Pero el llamado Movimiento de la Cuarta Transformación, fundado para vencer al enemigo político privatizador y neoliberal y echarlo del Estado, seguirá contaminándose de malhechores, desprovisto por completo de principios para la defensa de la regeneración moral, y pulverizado por los obradoristas y anticlaudistas traicioneros y propensos a convertirlo en un partido de Estado igual al del antiguo e invencible PRI. Porque en democracias liberales pobres, como la mexicana y las latinoamericanas, sigue ganando el poder maniqueo del simplismo conceptual de la política, la pobreza del debate de ideas, el personalismo convincente de los candidatos, la arenga rijosa y alborotadora y redundante de los liderazgos más ensimismados y atrevidos, la guerra militante entre los superiores y los peores, la consigna rabiosa de las emociones a flor de piel; gana el empecinamiento vociferante o gana la propaganda abrumadora y sin tregua desde el control absoluto del poder mediático cruzada con la compra ilimitada de voluntades electoras decisivas. Pero no gana la contundencia propositiva y racionalista y sensata de Milei, ni la defensa civilizada y respetuosa del Estado de derecho de Bukele contra la delincuencia, ni la certeza democrática y del respeto a las libertades electorales de Ortega, ni las garantías de una política juiciosa y ejemplar de seguridad sostenida con rigor argumentativo y en favor de la paz social por Noboa, el júnior multimillonario reelegido en el Ecuador, donde un día gobernó el académico izquierdista Rafael Correa, quien más tardó en irse del poder que en ser traicionado por su elegido para sucederlo, el también izquierdista Lenín Moreno, que, aliado con la oligarquía golpeada por el correísmo y con el poderío de la industria privada de la opinión pública, expulsó del país y se dedicó a perseguir al exPresidente con toda suerte de acusaciones penales sobre infundios delictivos, y fomentó una causa política que sigue dominando los procesos electorales ecuatorianos en medio de la mayor crisis de corrupción, violencia y criminalidad en la historia del país, y a falta de liderazgos alternativos de buena voluntad y del mayor poder declarativo y de convencimiento e identidad popular que sean capaces de sobreponerse al dominio aplastante de la propaganda y el acaparamiento oligárquico del mercado electoral con la inversión en él de todo el dinero y las promesas que hagan falta.
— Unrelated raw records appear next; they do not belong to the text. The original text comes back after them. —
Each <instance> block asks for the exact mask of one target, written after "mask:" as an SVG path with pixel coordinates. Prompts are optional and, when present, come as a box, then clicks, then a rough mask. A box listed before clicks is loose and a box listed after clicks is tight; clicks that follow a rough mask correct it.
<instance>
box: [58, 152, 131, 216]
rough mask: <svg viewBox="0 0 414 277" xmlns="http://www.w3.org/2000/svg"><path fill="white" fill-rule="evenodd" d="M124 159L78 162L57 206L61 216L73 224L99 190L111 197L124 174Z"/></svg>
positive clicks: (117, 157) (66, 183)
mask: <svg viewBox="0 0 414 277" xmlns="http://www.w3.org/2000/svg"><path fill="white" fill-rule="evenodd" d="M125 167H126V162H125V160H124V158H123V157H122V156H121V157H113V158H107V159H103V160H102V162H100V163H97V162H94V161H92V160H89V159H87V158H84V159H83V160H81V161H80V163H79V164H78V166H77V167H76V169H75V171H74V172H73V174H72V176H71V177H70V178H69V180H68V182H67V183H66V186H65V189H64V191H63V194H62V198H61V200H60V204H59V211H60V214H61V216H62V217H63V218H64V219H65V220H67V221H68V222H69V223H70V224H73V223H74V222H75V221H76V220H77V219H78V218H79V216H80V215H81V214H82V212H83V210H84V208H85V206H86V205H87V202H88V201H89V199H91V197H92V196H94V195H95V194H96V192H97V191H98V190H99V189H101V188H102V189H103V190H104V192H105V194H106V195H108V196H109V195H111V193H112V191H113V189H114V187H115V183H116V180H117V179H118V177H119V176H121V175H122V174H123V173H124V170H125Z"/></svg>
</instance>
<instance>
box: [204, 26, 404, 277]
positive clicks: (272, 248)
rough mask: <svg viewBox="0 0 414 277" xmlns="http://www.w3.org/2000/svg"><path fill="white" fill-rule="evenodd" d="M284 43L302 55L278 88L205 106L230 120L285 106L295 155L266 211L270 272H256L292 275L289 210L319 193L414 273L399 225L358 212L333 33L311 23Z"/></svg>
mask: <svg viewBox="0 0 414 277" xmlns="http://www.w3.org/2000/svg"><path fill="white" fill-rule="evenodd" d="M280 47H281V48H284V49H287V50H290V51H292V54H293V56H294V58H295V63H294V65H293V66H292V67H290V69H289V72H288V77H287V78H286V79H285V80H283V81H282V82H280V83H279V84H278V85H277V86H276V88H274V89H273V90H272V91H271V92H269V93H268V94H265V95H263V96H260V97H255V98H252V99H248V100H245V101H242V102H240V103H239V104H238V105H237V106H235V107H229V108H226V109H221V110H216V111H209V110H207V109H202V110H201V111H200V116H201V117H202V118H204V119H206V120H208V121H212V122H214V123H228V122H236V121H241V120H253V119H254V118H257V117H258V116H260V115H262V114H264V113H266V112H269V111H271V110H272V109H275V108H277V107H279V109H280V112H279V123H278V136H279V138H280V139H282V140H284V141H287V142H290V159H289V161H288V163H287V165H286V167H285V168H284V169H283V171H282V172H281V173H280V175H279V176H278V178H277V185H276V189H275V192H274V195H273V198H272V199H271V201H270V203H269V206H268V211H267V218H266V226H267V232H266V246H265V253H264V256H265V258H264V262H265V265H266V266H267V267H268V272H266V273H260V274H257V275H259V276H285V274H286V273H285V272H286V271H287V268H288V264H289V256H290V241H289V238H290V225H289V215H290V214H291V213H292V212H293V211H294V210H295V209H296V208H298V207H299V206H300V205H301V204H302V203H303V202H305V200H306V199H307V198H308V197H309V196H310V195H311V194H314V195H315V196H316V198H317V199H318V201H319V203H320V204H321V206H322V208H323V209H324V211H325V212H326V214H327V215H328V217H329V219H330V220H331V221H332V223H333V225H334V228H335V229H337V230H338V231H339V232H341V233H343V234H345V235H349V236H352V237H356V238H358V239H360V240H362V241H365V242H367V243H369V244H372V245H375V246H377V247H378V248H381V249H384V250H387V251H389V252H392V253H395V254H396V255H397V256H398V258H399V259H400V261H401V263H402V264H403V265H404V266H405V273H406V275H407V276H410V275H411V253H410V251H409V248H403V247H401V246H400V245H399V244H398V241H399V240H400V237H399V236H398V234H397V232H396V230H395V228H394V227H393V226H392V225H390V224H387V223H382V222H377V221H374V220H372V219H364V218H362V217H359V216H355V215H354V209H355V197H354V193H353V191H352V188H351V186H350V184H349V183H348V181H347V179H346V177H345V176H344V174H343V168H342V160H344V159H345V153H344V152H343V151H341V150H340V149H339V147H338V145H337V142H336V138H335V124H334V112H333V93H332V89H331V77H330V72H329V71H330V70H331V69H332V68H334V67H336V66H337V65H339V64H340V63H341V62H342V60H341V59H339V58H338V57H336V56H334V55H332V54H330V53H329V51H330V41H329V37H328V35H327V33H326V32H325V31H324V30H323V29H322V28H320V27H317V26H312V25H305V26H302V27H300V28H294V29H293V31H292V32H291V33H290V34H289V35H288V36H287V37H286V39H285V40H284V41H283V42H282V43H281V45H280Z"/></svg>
Porque, a fin de cuentas, la historia de la democracia es de liderazgos poderosos de buena o de mala fe, de cataduras influyentes positivas o negativas, de dirigencias de Estado mejores o peores según la moral y la competencia política de las mismas. No son las ideologías ni los programas de cambio los que cuentan. Sino los liderazgos personales, su sagacidad y su euforia para crecer en las multitudes e imponerse montados en sus presuntas buenas intenciones, sus verdades a medias y sus más cínicas mentiras y sus firmes propósitos autoritarios. Cuenta eso, y los poderes oligárquicos que están detrás de la mediocridad y la pusilanimidad de otros ganadores, como el ecuatoriano Noboa.

Y lo dicho puede ser una obviedad, claro está. Pero el caso es que parece que sigue sin entenderse que sin civilidad política y electora sólo se seguirá gobernando sobre una voluntad popular sujeta a los protagonismos de propaganda. Y que por buena que pueda ser la gestión de liderazgos nacionales como el de Claudia, proceden más del bueno y sabio voluntarismo caudillista que de la convicción verdadera y crítica de los ciudadanos. Y que, por eso mismo, cuando acaba el poder fundacional de los movimientos transformadores de los pueblos, esas causas comienzan a desdibujarse y a retroceder. Como ahora mismo ocurre con el de la regeneración moral y la transformación nacional. Crece la popularidad presidencial. Y al mismo tiempo lo hacen las traiciones de su entorno y la corrupción en los feudos estatales y municipales donde más se pregona el humanismo feminista y se gobierna con el ejemplo de exactamente todo lo contrario.